An education in caring for animals

The Williamsburg Botanical Gardens hosted an hour-long caring-for-animals program on Saturday at Freedom Park with a mission similar to the larger-scale Heritage Humane Society Animal Camp: educate children about the compassion, fun, safety, and responsibility that should coincide with owning pets.

The Animal Camp has two more sessions left this summer for rising first- to third-graders from July 17-20 and for rising fourth- to sixth-graders from July 24-27. Children interact with and learn about animals each day and guest speakers educate the campers on proper pet care.

Darci VanderSlik represented the Heritage Humane Society on Saturday and brought along Miles, a pit bull mix that was rescued about five years ago in Raleigh, N.C., where VanderSlik spent a decade working with the SPCA of Wake County prior to arriving in Williamsburg.

With Miles on a leash by her side, VanderSlik discussed with the group of children what to expect when they bring pets into their lives.

When she brought Miles into hers, he became a “fantastic” family member. “I’ve never had a dog that has cuddled as much,” VanderSlik said, “and has been as affectionate as this guy here.”

Reactions to Miles can vary because he is part pit bull. Sometimes people are cautious but that is a good thing, VanderSlik said, “because with every dog you approach, you should always be cautious, not just because it’s a pit bull or a golden retriever, because each dog should be treated as an individual.”

Williamsburg Botanical Gardens stages events like these once a month so children can enjoy educational activities to get in tune with nature. The programs have ranged from reptile presentations to tips on how to identify birds in your backyard.

Any topics related to animals or plants fit the bill for Loretta Kreps of the Botanical Gardens.

“They loved it,” Kreps said of Saturday’s demonstration by VanderSlik. “They learned about taking care of them, training and of course, if you want a pet, you can get one at the Heritage Humane Society. She was really good. It was excellent.”
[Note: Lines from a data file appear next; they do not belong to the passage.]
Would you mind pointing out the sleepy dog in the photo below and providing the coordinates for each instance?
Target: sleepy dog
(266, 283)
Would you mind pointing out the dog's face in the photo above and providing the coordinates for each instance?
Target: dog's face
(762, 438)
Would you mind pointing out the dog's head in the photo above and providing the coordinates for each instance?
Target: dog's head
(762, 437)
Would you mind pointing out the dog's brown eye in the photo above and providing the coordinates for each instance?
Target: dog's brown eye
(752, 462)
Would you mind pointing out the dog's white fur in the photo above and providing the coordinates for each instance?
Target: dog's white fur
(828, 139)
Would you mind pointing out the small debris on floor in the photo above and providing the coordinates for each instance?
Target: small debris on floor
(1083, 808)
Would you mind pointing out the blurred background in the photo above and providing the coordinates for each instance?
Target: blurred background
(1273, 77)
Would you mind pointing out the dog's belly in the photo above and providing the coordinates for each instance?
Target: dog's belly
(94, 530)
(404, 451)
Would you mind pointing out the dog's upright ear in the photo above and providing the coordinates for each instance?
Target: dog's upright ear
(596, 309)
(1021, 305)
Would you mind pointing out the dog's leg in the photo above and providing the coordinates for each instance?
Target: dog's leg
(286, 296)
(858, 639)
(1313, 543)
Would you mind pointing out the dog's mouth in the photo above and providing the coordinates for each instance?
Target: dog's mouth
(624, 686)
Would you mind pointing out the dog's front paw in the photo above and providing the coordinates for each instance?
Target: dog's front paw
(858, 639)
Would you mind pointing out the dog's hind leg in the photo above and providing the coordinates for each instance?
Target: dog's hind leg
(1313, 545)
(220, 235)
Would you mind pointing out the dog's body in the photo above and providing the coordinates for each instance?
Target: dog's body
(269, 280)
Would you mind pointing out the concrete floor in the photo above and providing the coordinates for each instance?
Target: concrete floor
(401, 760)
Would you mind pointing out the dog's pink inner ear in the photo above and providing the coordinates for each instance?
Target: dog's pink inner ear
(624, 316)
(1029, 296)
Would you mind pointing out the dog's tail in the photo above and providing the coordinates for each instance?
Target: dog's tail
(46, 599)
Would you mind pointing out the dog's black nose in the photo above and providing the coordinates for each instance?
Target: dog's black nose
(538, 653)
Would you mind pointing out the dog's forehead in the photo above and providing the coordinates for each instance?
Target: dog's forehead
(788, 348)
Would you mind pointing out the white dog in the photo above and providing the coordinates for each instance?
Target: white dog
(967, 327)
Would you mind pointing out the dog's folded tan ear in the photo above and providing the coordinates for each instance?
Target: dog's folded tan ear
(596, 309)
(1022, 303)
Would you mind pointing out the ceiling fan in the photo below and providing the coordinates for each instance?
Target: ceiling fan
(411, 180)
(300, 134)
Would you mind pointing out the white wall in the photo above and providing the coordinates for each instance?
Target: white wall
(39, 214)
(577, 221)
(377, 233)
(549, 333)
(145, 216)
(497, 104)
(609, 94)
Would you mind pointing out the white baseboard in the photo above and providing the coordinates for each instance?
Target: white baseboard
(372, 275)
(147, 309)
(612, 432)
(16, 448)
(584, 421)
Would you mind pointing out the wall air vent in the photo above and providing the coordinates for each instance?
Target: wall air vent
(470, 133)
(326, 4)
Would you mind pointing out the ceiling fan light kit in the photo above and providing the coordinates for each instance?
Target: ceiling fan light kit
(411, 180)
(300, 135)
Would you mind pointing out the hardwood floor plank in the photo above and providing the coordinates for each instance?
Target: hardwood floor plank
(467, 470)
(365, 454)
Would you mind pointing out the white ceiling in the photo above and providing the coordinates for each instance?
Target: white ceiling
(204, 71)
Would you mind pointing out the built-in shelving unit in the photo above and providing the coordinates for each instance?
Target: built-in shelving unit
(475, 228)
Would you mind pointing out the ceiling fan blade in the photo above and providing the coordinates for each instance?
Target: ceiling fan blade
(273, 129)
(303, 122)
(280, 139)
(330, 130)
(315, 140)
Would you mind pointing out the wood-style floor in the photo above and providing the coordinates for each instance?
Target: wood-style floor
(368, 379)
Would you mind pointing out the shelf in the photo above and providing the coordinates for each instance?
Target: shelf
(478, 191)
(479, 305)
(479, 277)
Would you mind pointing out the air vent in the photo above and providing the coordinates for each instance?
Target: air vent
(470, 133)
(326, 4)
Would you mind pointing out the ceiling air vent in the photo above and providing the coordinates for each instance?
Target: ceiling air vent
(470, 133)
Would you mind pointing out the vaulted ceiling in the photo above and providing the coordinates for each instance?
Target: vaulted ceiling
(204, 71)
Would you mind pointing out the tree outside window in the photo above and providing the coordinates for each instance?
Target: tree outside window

Rising Walsingham Academy third-grader Ella Powell palled around with Miles after the session wrapped, shaking his hand and asking him to roll over with the assistance of VanderSlik. Eventually, he obliged.

“I learned about dogs and cats,” Powell said. “I learned about what dogs I like and how I can be a volunteer at the humane society. And I really love dogs and cats. That’s why I wanted to do it.”

One of the next big events pet enthusiasts like Ella can enjoy will be Drool in the Pool, a Heritage Humane Society fundraiser, at Chickahominy Riverfront Park in September.

“We have a whole bunch of events coming up,” VanderSlik said. “Drool in the Pool is a huge one and a fantastic way to get your water-loving dogs out in the community and meet other animal lovers like you… It’s just a big, fun pool party with dogs.”

Meanwhile, the Heritage Humane Society will man an antique booth at the 20th anniversary celebration of the Williamsburg Antique Mall on Lightfoot Road on Sunday. All proceeds benefit local homeless pets.